На душе у Наташи были одновременно хаос - и опустошенность. Смятение чувств, радость при виде живого, но преображенного до неузнаваемости и все еще худого и изможденного после болезни Славы и от мысли, что Уланова сегодня освобождают из-под ареста и суд снимет с него все обвинения. Осознание того, по какому минному полю они ходили. Да еще и Беллу втянули. Подруга только 4 месяца назад стала матерью, а сейчас ее дочь едва не стала круглой сиротой. Борьба между чувством вины перед Виктором и неуправляемым чувством к Томилину. Горечь от того, что кукловоды, манипулирующие людьми, как ребенок - куклами, снова вторглись в ее жизнь и играли ею, как неваляшкой. Обида от того, что все страдания Славиных родных, Сони и ее, потрясение, постигшее Славиных коллег оправдывались благими намерениями - какими-то великими свершениями, делами государственной важности, государственной безопасностью, ради которой можно пойти и не на такие жертвы. И понимание того, что "Иван Иванович" по-своему прав. Его даже обвинить не в чем. Он спокоен, уверен в себе, ничего не отрицает, не спорит и на каждое ее обвинение у него готов хорошо аргументированный ответ. И что главное, подумав, она понимает: да, он прав, иначе было невозможно. Да, он прав, иначе будет только хуже всем. Да... На войне, как на войне. Наташа снова вспомнила пришедшую ей на ум у платформы песню. "В самом деле, окончен бой... и я ужасно устала. Как там: беру портвейн, иду домой..."
***
- Наташа, - сказал Вячеслав, когда они шли по ночной улице к остановке автобуса до Петербурга, - понимаю, что это глупый вопрос... Но сможешь ли ты когда-нибудь простить меня?

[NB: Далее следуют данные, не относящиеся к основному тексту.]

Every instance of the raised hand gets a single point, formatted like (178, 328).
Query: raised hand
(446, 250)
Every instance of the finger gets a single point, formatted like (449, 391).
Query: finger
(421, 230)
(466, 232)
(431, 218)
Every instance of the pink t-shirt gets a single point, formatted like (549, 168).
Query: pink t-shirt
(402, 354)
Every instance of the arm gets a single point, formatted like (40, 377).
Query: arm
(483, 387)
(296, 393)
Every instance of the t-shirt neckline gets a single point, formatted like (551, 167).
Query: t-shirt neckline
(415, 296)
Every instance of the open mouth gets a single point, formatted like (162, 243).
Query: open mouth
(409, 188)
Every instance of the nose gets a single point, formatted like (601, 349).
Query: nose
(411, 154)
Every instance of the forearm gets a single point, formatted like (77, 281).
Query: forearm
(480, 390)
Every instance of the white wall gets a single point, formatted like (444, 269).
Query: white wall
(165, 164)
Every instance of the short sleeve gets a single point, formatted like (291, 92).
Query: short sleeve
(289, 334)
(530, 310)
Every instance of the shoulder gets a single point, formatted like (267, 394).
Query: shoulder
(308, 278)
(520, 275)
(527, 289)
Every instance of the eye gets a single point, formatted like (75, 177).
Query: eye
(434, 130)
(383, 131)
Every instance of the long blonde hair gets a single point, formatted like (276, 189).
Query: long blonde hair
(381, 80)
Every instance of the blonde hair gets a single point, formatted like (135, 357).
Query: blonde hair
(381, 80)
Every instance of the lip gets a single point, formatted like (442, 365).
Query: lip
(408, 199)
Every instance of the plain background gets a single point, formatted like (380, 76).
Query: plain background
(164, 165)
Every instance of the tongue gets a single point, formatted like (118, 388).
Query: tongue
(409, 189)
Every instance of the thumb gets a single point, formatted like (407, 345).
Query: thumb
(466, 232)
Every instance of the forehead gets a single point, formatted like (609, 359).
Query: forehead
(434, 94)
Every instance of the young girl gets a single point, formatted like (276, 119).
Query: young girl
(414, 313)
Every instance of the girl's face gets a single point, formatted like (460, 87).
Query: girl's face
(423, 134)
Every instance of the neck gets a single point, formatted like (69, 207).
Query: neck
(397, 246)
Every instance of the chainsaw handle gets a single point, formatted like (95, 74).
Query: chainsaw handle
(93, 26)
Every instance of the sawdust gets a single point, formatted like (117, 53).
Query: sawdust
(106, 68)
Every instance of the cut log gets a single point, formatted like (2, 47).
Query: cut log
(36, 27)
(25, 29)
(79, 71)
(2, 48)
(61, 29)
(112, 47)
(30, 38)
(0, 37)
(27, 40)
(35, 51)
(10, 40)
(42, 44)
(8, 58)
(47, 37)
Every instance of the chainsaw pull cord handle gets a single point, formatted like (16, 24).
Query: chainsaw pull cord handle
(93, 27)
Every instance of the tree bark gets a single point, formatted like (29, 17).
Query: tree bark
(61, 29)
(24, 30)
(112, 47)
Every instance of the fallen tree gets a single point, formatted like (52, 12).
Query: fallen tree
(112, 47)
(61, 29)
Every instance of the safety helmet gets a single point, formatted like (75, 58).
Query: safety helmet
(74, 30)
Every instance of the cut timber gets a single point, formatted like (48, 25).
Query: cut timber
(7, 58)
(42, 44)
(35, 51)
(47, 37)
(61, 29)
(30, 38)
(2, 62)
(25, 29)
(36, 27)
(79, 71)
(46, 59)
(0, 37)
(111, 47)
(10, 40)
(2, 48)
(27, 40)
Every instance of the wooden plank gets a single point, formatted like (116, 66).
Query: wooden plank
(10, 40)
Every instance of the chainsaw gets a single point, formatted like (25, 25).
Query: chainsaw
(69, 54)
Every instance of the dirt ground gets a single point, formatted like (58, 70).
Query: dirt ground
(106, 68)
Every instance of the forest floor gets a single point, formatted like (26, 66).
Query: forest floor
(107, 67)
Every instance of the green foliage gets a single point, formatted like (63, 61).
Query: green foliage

- Простить? За что? Ведь речь шла о жизни всей труппы, и наоборот, я бы не простила, если бы ты ничего не сделал, чтобы помешать несчастью.
- Но из-за этого страдала ты. А мне от этого очень больно, - он остановился и дотронулся до Наташиных плеч. - И твой муж оказался под арестом из-за нашей встречи в торговом центре...
- Тут уж виноват не ты, а один, хм, чудила, блогер, любитель сенсационных сюжетов фривольного пошиба. Однажды я его хорошенько напугала, когда он пытался сфотографировать меня на выходе из общежития, и он отомстил мне за это, отправив следователю запись вашей беседы в "Ашане". Но Фима быстро вывел этого Монте-Кристо из Уткиной заводи на чистую воду, и горе-графу пришлось изрядно повертеться, объясняясь со следователем.
В звенящей тишине уснувшего поселка их голоса звучали тоже тихо, приглушенно. Черное небо, белый снег, огромная луна и головокружительно чистый воздух - как же она отвыкла от всего этого в городе...
- А тут на самом деле очень даже неплохо. Теперь я понимаю, почему ты поехал ночевать сюда, а не на Ваську.
- Я ведь люблю тебя, Наташа. И никому не позволю причинить тебе зло.